Dimanche 15 avril 2007
Il aura suffit d'un seul geste pour que Dr House me persuade de ses talents, un trait de génie à vrai dire. Je le regardais, détente de fin de journée, amusée par le personnage mais dubitative quand à la médecine spectacle ainsi mise en scène, quand soudain m'a réserve m'a entièrement abandonnée.

Le patient suffoque. Dr House, très pro, s'empare de son stéthoscope, l'enfonce précipitamment dans ses oreilles et ausculte soigneusement le type avant d'annoncer "ses poumons sont en train de se remplir d'eau".
Là, je n'ai pas peur de le dire, je reconnais en lui un frère.

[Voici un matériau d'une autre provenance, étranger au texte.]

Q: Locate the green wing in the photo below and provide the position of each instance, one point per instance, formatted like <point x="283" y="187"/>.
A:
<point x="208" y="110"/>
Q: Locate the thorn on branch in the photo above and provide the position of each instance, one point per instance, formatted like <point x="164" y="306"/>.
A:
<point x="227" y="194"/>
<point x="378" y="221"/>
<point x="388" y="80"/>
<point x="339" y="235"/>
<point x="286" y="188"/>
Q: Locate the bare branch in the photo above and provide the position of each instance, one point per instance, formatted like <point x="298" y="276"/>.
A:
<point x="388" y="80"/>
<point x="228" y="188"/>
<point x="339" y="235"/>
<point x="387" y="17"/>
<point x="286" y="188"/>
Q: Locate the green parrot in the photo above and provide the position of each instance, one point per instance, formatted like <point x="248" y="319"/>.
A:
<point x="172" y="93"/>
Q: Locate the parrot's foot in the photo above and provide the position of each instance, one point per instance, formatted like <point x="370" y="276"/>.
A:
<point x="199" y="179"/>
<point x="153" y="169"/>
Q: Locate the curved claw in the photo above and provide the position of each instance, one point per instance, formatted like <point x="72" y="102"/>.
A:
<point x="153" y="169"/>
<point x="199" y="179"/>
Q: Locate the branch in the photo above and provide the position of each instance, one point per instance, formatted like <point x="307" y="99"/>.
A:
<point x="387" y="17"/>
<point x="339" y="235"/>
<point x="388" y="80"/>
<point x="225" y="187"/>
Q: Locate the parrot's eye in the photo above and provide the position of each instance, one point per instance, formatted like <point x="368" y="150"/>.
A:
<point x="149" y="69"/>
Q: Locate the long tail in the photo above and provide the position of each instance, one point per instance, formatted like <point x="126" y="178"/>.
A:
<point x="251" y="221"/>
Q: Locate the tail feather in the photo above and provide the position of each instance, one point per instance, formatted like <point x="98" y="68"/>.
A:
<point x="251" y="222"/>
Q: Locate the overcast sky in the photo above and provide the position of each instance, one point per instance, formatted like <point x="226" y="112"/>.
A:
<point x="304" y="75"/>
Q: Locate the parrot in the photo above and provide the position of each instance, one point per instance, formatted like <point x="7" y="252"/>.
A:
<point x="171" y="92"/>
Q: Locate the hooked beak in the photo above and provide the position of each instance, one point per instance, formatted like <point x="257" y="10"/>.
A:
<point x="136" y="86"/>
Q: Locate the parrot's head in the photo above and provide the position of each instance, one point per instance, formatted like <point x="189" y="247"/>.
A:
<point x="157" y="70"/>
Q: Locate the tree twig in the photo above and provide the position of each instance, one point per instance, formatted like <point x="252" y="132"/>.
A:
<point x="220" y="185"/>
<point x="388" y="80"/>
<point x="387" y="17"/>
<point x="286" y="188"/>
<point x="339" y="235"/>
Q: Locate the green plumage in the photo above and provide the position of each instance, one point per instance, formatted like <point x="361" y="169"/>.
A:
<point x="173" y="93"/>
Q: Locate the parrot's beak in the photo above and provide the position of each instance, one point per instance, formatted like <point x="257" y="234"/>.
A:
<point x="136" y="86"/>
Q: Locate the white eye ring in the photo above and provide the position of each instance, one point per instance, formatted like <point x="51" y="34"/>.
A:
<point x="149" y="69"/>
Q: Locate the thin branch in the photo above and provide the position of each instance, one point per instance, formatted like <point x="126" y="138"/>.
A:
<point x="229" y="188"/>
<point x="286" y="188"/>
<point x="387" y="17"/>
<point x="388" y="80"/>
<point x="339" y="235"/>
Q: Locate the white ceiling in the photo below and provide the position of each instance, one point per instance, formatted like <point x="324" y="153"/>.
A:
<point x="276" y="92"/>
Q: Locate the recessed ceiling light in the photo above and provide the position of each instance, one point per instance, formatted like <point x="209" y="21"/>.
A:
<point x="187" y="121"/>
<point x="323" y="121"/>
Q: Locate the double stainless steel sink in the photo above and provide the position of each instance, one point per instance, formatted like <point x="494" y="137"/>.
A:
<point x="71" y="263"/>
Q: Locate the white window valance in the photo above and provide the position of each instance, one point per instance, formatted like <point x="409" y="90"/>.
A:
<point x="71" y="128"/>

Parce qu'avec son stétho enfoncé à l'envers dans ses oreilles
(oui oui il y a un avant et un arrière à cette chose), ce brave homme n'a guère entendu que le battement du sang dans ses propres oreilles. Mais, avec l'aplomb du stagiaire de deuxième année qui se dit que si personne ne se rend compte qu'il ne sait pas ce qu'il fait et qu'il n'entend ni souffle au coeur, ni battement de coeur, ce n'est pas grave, il pourra garder ce petit secret pour lui et vivre avec sans trop de problème -et accessoirement essayer plus tard de comprendre comment ça marche tout ça, il ne s'est pas laissé démonté, a fini son examen et pondu son diagnostic avec un culot monstre.
Petit effronté.

Moi je dis, avoir aussi bien cernés quelle bande de charlatants nous sommes, chapeau. Quelle intelligence, quelle sensibilité dans la perception du monde médical...
La prochaine fois que télérama fait un article sur les séries américaines, je leur écrirai pour dire tout le bien que j'en pense.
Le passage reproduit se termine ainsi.